CNN-ASSISTED COVERINGS IN THE SPACE OF TILTS: BEST AFFINE INVARIANT PERFORMANCES WITH THE SPEED OF CNNS
Mariano Rodriguez, Gabriele Facciolo, Rafael Grompone von Gioi, Pablo Musé, Julie Delon, Jean-Michel Morel
-
SPS
IEEE Members: $11.00
Non-members: $15.00Length: 14:47
The classic approach to image matching consists in the detection, description and matching of keypoints. In description, the local information surrounding the keypoint is encoded. This locality encourages affine invariant methods. Indeed, smooth transformations (e.g. viewpoint deformations) are well approximated by affine maps.
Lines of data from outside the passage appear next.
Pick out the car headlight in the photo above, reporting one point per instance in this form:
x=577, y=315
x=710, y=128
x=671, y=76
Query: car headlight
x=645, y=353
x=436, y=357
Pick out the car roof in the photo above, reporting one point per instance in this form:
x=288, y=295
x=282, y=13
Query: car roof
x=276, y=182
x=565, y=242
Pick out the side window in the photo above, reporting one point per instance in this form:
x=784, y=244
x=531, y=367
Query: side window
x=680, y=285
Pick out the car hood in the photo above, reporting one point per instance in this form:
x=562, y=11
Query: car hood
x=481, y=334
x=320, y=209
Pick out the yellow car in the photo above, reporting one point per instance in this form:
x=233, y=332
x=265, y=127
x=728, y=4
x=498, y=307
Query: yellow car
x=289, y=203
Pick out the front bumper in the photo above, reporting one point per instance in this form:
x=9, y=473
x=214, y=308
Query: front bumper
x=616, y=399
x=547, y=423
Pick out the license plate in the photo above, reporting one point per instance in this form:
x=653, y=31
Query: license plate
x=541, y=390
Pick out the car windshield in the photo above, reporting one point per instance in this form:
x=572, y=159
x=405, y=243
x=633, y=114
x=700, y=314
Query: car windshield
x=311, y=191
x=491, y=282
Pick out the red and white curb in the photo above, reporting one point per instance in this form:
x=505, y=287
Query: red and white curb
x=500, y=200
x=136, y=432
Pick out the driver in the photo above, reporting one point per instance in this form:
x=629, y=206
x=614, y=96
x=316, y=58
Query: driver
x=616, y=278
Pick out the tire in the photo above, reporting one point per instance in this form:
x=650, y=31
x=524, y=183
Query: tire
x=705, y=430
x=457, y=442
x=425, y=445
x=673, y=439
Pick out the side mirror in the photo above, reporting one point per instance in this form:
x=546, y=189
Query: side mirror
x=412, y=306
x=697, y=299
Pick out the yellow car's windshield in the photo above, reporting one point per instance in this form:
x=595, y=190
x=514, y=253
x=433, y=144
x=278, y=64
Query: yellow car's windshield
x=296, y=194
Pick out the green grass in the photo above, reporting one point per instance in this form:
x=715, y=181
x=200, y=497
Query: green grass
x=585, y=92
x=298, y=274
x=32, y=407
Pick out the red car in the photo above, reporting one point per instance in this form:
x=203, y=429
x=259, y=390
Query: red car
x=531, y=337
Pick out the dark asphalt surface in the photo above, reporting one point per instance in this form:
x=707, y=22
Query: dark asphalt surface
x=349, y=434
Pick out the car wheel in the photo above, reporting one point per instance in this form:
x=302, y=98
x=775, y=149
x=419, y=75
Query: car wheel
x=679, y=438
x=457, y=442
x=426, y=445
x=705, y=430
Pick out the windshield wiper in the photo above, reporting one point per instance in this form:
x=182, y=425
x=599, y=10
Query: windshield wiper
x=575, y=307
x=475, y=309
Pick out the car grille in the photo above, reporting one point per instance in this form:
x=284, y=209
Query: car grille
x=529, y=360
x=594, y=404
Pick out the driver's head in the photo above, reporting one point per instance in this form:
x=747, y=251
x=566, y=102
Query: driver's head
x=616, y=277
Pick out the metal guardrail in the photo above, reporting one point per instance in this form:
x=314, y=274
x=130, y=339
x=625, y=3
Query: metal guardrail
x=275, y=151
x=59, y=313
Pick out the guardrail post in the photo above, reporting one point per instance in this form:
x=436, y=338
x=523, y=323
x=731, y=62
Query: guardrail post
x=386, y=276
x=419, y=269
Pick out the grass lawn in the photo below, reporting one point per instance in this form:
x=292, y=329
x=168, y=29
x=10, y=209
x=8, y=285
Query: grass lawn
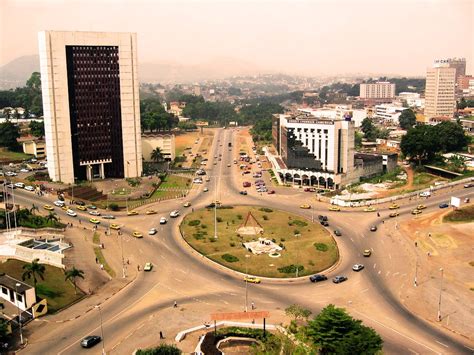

Despite numerous efforts, affine invariant descriptors remained elusive, ultimately resulting in the compromise of using viewpoint simulations to attain the desired invariance. Recent CNN-based methods seem to provide a way to learn affine invariance. Still, as a first contribution, we show that current CNN-based methods are still far from the state-of-the-art performance provided by IMAS (Image Matching by Affine Simulation) methods. Confirming that there is still room for improvement for learned methods. Second, we show that recent advances in affine patch normalization can be used to create adaptive IMAS methods that select their simulations depending on query and target images. The proposed methods are shown to attain a good compromise: on the one hand, they perform at the same level of the state-of-the-art IMAS methods but faster; and on the other hand, they perform significantly better than non-simulating methods, including recent ones.